PA 17-142—sHB 7161
AN ACT REQUIRING ADMINISTRATORS OF CERTAIN RETIREMENT PLANS TO DISCLOSE CONFLICTS OF INTEREST
SUMMARY: Starting January 1, 2019, this act requires companies that administer certain 403(b) retirement plans (see BACKGROUND) offered by a political subdivision of the state to disclose to each plan participant the (1) fee ratio and return, net of fees, for each investment under the plan and (2) fees paid to any person who, for compensation, provides investment advice to participants directly or through publications or writings. The administrators must make the disclosures upon enrollment and annually thereafter.

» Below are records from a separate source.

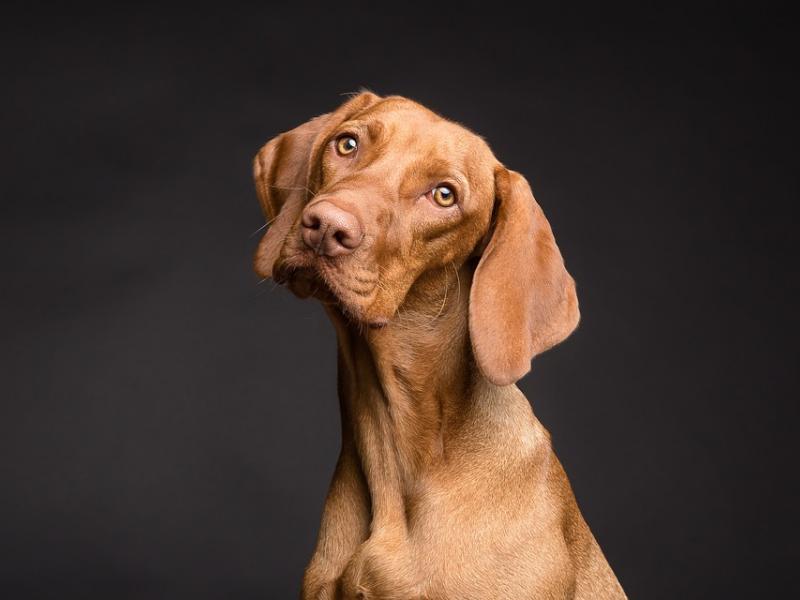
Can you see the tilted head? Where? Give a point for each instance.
(365, 201)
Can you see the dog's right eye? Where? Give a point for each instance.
(346, 144)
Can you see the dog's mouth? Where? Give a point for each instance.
(353, 293)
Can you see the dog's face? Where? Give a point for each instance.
(365, 201)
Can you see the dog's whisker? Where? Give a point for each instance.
(267, 224)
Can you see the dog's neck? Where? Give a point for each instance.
(402, 387)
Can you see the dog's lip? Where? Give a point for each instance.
(311, 267)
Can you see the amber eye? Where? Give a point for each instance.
(444, 196)
(346, 144)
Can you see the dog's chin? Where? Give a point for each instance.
(306, 281)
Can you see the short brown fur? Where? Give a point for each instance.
(447, 486)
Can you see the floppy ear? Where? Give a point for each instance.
(282, 171)
(522, 300)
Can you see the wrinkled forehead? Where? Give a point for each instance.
(416, 134)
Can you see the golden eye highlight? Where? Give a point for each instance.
(346, 144)
(444, 196)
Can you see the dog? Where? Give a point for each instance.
(443, 280)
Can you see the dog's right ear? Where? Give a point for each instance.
(522, 300)
(282, 170)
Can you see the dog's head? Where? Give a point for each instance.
(365, 201)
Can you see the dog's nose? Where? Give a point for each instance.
(330, 230)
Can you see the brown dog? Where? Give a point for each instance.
(443, 280)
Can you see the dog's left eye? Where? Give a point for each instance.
(444, 196)
(346, 144)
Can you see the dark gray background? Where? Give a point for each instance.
(168, 427)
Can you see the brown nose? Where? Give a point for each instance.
(330, 230)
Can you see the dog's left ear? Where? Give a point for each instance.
(283, 175)
(522, 300)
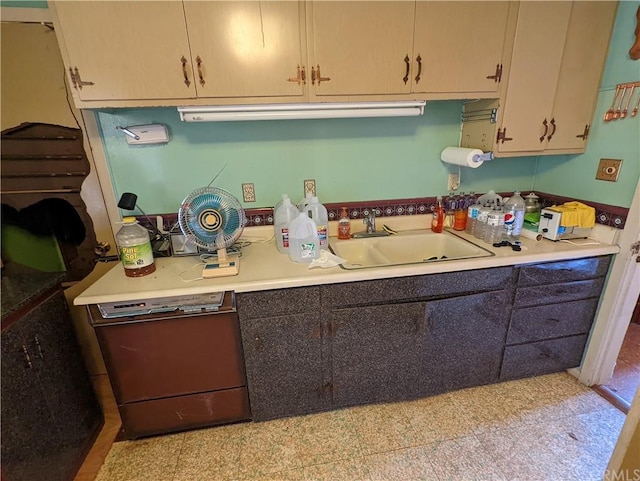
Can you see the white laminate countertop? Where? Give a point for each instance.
(262, 267)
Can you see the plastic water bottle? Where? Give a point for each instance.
(481, 220)
(318, 213)
(495, 226)
(135, 250)
(304, 245)
(282, 218)
(514, 209)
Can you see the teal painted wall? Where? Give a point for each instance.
(359, 159)
(350, 159)
(574, 176)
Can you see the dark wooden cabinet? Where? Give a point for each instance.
(50, 415)
(554, 307)
(175, 371)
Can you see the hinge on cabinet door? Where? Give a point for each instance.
(585, 134)
(502, 136)
(78, 80)
(497, 77)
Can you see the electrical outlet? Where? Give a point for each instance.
(310, 186)
(453, 182)
(609, 169)
(248, 193)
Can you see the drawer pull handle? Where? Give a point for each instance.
(187, 82)
(407, 61)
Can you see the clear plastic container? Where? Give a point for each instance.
(304, 245)
(481, 220)
(514, 208)
(494, 230)
(437, 219)
(344, 225)
(134, 247)
(318, 213)
(282, 218)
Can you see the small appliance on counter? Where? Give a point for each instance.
(572, 220)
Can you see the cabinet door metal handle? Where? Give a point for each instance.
(200, 75)
(553, 124)
(27, 357)
(407, 61)
(187, 82)
(546, 129)
(37, 341)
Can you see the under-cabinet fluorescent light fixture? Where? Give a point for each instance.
(301, 111)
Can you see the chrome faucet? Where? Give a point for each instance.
(370, 222)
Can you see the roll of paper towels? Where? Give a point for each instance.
(464, 157)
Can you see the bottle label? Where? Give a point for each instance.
(322, 235)
(136, 256)
(284, 233)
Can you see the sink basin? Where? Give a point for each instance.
(411, 247)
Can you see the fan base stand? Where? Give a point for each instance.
(220, 269)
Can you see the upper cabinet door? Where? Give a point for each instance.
(458, 46)
(125, 50)
(360, 48)
(535, 68)
(247, 48)
(584, 56)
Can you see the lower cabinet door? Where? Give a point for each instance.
(283, 360)
(375, 353)
(184, 412)
(542, 357)
(464, 339)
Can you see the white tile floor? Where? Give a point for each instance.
(542, 429)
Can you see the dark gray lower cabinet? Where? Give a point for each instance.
(324, 347)
(464, 340)
(376, 352)
(50, 415)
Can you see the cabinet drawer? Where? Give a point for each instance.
(556, 293)
(172, 357)
(416, 287)
(549, 321)
(184, 412)
(278, 302)
(542, 357)
(557, 272)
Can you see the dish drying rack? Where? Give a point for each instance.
(622, 101)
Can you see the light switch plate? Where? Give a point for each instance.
(609, 169)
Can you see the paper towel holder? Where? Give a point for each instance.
(477, 158)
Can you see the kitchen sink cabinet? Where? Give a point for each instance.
(176, 370)
(469, 63)
(50, 415)
(554, 307)
(555, 69)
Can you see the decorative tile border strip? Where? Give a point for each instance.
(609, 215)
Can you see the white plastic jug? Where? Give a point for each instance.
(318, 213)
(304, 245)
(282, 218)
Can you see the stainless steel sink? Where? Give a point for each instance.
(410, 247)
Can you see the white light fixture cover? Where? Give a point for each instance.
(226, 113)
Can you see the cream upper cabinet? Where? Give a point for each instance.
(535, 67)
(585, 53)
(458, 47)
(360, 48)
(247, 48)
(125, 50)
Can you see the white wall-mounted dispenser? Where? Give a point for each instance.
(145, 134)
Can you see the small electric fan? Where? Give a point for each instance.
(213, 219)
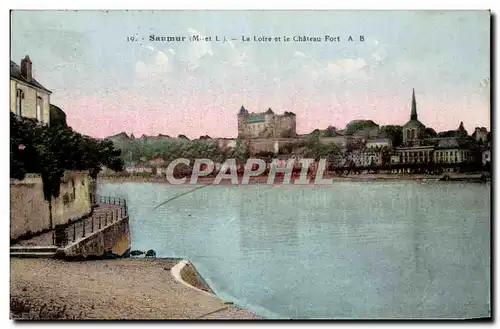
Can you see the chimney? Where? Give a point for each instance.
(26, 68)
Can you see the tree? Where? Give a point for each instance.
(50, 150)
(240, 152)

Under the act, “retirement plan” means any retirement plan created under section 403(b) of the Internal Revenue Code that is not made available through the state comptroller under state law.

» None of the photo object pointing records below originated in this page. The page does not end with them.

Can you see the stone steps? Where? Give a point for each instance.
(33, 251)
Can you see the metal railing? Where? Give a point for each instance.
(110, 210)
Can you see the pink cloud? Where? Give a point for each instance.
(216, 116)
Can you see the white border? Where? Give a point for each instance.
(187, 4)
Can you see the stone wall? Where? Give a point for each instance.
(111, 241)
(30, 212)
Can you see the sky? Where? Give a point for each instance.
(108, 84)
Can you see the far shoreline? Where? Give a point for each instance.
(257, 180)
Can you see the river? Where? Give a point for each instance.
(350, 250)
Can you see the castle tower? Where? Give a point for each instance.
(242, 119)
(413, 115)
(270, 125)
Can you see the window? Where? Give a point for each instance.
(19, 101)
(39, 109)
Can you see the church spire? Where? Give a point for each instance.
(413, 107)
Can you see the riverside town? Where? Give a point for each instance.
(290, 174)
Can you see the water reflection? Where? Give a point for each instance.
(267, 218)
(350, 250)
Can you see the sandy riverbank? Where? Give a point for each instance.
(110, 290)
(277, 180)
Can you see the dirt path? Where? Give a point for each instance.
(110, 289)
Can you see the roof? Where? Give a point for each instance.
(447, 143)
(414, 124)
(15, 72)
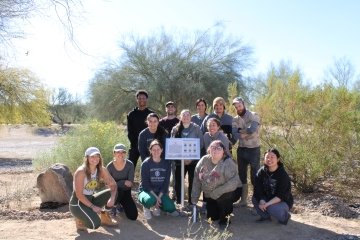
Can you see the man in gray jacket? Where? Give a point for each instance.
(246, 129)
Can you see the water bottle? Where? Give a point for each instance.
(194, 216)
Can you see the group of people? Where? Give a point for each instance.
(216, 176)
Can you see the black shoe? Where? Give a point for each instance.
(286, 220)
(262, 219)
(223, 224)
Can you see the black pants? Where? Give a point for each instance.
(246, 157)
(134, 154)
(125, 199)
(189, 169)
(222, 207)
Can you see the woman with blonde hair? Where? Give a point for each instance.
(186, 129)
(88, 199)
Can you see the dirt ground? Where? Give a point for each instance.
(21, 218)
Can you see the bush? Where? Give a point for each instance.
(71, 147)
(316, 130)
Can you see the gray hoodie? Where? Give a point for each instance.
(214, 179)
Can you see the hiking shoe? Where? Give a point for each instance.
(106, 219)
(147, 213)
(113, 212)
(286, 220)
(156, 212)
(203, 209)
(119, 208)
(80, 225)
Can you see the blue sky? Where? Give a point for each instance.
(310, 34)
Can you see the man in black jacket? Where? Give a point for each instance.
(136, 123)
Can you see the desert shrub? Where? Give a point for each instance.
(316, 130)
(71, 147)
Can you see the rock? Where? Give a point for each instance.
(55, 184)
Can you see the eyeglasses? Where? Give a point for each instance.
(217, 148)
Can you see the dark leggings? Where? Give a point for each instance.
(189, 169)
(246, 157)
(125, 199)
(90, 218)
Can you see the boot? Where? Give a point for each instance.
(80, 225)
(243, 202)
(106, 220)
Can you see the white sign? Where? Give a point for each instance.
(182, 148)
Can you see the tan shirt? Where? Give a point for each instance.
(248, 140)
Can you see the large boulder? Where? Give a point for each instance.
(55, 184)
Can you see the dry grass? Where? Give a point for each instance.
(18, 191)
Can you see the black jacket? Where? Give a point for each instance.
(273, 184)
(136, 123)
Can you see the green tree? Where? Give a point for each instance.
(341, 73)
(22, 98)
(178, 68)
(65, 108)
(317, 130)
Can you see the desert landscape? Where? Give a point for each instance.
(315, 216)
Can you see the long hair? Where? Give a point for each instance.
(160, 131)
(180, 126)
(87, 167)
(220, 144)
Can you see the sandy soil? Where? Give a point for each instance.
(21, 218)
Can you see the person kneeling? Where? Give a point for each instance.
(272, 190)
(154, 186)
(217, 176)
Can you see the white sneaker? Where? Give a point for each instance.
(156, 212)
(147, 213)
(174, 213)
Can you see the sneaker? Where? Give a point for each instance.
(119, 208)
(113, 212)
(203, 209)
(106, 220)
(174, 213)
(156, 212)
(147, 214)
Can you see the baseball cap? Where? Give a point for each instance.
(119, 148)
(238, 100)
(91, 151)
(170, 103)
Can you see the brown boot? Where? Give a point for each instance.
(80, 225)
(106, 220)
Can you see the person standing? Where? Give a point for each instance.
(136, 123)
(146, 136)
(217, 176)
(170, 120)
(246, 129)
(272, 190)
(201, 107)
(219, 113)
(215, 133)
(122, 170)
(87, 199)
(186, 129)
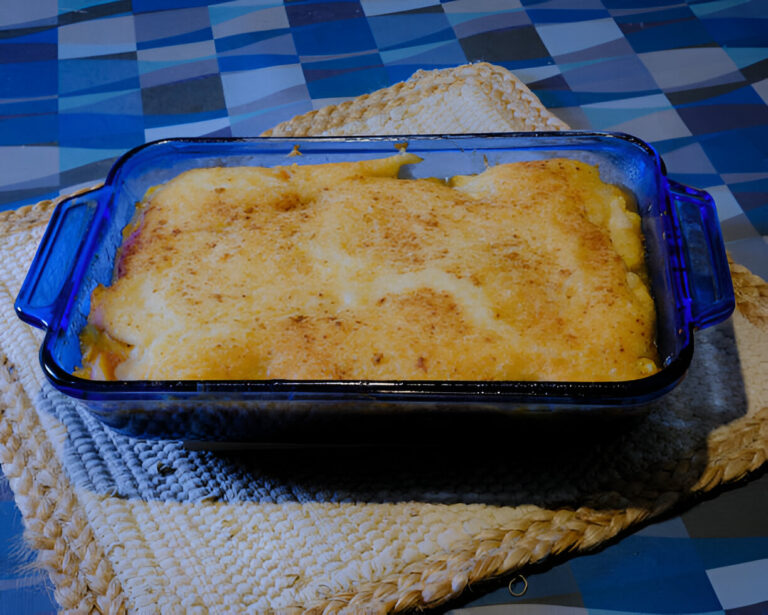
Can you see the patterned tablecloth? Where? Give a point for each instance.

PA 17-236, § 22, deems a company compliant with the above disclosure requirements if the company adheres to the Employee Retirement Income Security Act's disclosure requirements in effect on July 1, 2017 and any subsequent amendments, provided the amended requirements are substantially similar to those in effect on July 1, 2017.

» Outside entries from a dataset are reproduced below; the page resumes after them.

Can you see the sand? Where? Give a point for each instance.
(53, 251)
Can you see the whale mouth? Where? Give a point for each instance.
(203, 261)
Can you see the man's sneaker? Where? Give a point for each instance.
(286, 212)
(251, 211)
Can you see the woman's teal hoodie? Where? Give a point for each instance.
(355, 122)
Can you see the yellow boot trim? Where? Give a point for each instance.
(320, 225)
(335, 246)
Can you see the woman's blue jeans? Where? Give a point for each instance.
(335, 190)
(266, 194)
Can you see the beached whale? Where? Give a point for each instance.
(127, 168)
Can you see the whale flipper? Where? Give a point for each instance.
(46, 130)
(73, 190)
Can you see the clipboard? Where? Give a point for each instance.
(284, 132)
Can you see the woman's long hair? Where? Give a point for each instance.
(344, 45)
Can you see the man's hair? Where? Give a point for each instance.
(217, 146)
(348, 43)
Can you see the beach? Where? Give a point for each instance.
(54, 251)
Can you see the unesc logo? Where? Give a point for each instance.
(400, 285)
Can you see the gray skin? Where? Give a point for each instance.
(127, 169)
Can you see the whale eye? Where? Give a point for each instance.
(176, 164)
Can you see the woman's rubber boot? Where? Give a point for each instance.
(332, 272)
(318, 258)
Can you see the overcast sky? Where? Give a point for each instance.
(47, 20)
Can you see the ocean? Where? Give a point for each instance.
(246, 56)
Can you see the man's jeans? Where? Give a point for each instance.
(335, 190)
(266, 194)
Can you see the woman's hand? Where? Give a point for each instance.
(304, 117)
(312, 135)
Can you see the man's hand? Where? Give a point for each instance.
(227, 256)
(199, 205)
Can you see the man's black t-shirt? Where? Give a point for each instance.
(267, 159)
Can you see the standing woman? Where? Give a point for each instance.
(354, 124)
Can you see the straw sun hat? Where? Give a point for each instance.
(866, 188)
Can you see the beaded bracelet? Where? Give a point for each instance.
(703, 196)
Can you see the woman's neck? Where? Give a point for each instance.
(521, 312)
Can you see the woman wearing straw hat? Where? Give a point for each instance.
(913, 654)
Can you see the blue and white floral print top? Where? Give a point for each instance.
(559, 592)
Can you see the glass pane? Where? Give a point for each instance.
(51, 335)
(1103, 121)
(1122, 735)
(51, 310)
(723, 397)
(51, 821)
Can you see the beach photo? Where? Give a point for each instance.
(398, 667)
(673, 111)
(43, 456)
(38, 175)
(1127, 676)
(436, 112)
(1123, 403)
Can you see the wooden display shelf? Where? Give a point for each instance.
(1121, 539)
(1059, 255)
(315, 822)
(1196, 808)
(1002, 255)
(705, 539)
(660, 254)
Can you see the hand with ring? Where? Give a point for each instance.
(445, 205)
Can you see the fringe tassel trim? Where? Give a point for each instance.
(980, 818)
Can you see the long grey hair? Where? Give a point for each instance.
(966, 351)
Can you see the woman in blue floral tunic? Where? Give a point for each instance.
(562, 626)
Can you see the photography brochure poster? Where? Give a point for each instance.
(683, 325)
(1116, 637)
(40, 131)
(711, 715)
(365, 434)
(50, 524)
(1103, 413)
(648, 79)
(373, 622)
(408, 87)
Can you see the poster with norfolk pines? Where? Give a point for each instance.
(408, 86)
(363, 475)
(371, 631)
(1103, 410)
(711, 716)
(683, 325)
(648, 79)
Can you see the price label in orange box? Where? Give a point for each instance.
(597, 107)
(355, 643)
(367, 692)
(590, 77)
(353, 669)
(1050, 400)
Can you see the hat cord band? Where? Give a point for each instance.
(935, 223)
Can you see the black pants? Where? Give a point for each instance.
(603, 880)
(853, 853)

EFFECTIVE DATE: October 1, 2017
403(b) Deferred Compensation Plans
Section 403(b) of the Internal Revenue Code allows certain public school employees to elect to defer a portion of their current earnings and invest those earnings, tax-free, until withdrawn, usually at retirement. The 403(b) plans are similar to plans the code authorizes for private-sector employees (401(k) plans) and noneducational public employees (457 plans).
By law, the comptroller, if asked by a political subdivision of the state, must allow eligible employees of the subdivision to join the state's 403(b) deferred compensation program for state education employees (CGS § 5-264(c)). Political subdivisions of the state include towns, cities, boroughs, special tax districts, fire districts, water districts, and similar entities.